De acordo com registros médicos, muitas pacientes podem sofrer desse tipo de problema por até dois anos após darem à luz, já que ainda não há tratamento efetivo, mas sim paliativo. “Muitas puérperas procuram por fisioterapia ou cirurgia, mas nem a operação é garantia de que a questão será resolvida. 30% voltam a apresentar o distúrbio, já que o tratamento é muito complexo. Elas ficam constrangidas, muitas deixam o mercado de trabalho, além de elevar muito os custos em saúde pública”, relata Floriano.

Ela, que também é pesquisadora honorária do Imperial College London, na Inglaterra, conta que as invenções foram testadas em ratas diabéticas gestantes com miopatia muscular com a ajuda de um modelo experimental que reproduziu nas roedoras o mesmo problema encontrado nas mulheres. As fêmeas tiveram os produtos introduzidos e passaram a ser acompanhadas pelos pesquisadores.
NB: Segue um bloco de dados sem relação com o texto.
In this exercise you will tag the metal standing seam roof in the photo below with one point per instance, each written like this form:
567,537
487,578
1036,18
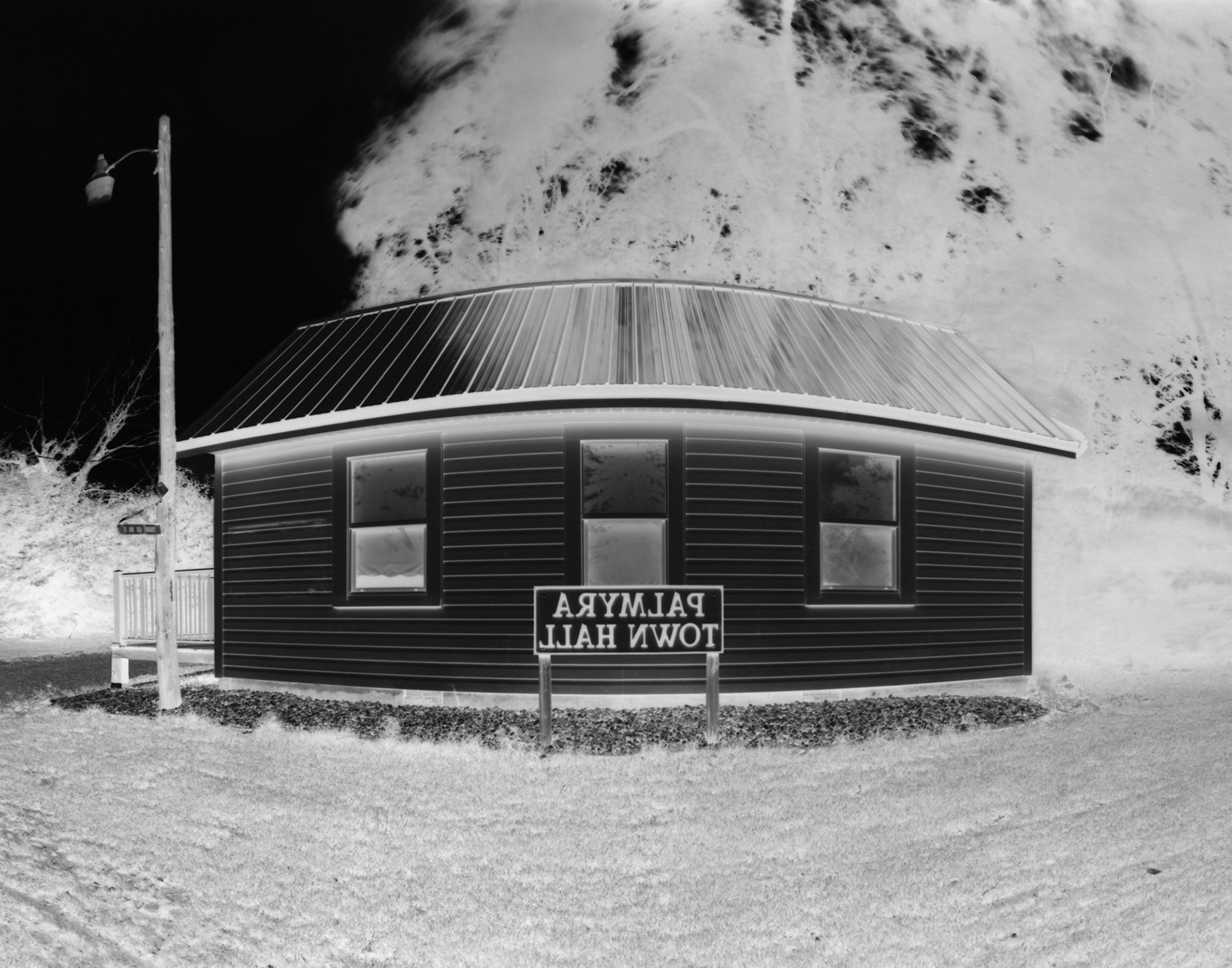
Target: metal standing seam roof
631,343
Os resultados foram animadores: em apenas dois meses, a musculatura da região pélvica dos animais já havia sido recuperada, respondendo normalmente a estímulos elétricos induzidos pelos cientistas. Além disso, nenhum tipo de efeito tóxico foi observado nas roedoras. “A nossa surpresa foi muito grande quando olhamos para as análises. Ficamos realmente entusiasmados, sem dúvida é um resultado muito promissor”, diz.
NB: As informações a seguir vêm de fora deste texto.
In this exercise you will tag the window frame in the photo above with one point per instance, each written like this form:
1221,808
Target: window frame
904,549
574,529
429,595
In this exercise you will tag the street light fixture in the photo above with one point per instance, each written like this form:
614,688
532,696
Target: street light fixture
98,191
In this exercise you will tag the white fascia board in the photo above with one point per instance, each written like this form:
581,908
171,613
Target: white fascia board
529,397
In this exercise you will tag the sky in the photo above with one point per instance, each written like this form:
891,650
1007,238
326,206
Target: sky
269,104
As duas novas tecnologias já foram patenteadas pela Agência Unesp de Inovação (AUIN). O professor Carlos Frederico de Oliveira Graeff, docente do Departamento de Física da Faculdade de Ciências da Unesp em Bauru e orientador dos estudos que resultaram nas tecnologias, falou sobre a função de regeneração vegetal do látex.

“Quando é feito um corte em um tronco, a função do látex é recuperar aquela árvore. No organismo humano, esse material é estável, compatível e apresenta características próprias que promovem por si só o crescimento de vasos sanguíneos, o que é fundamental para o reparo de tecidos”, afirma.

A pesquisa foi desenvolvida a partir de seringueiras cultivadas na Fazenda Experimental da Faculdade de Ciências Agronômicas da Unesp, em Botucatu, e contou com especialistas de diferentes áreas, como biólogos, engenheiros florestais, físicos, químicos, entre outros. Para criar a membrana, foi preciso elaborar um novo método de extração da borracha, com uma série de cuidados e tratamentos específicos, sem aditivos químicos.

Para que o líquido não coagulasse, como geralmente acontece quando ele é retirado da árvore, o material foi extraído em baixa temperatura e depois passou por uma centrifugação para remover possíveis impurezas coletadas durante o processo. Em seguida, uma camada fina de látex foi depositada em uma placa, formando membranas que secam por sete dias em uma estufa a 50°C. “Fizemos testes de toxicidade e biocompatibilidade. O risco do corpo rejeitar o material é muito pequeno”, ressalta o professor.

Agora, os cientistas buscam empresas parceiras, sejam do Brasil ou do exterior, que possam colaborar com o início de testes clínicos, nos quais o material deverá ser aplicado diretamente em seres humanos. “São anos de estudos, porém ainda temos um bom caminho a ser percorrido. Queremos fazer com que esses tratamentos cheguem ao mercado”, revela Graeff. O desenvolvimento das inovações contou com financiamento da Fundação de Amparo à Pesquisa do Estado de São Paulo (Fapesp).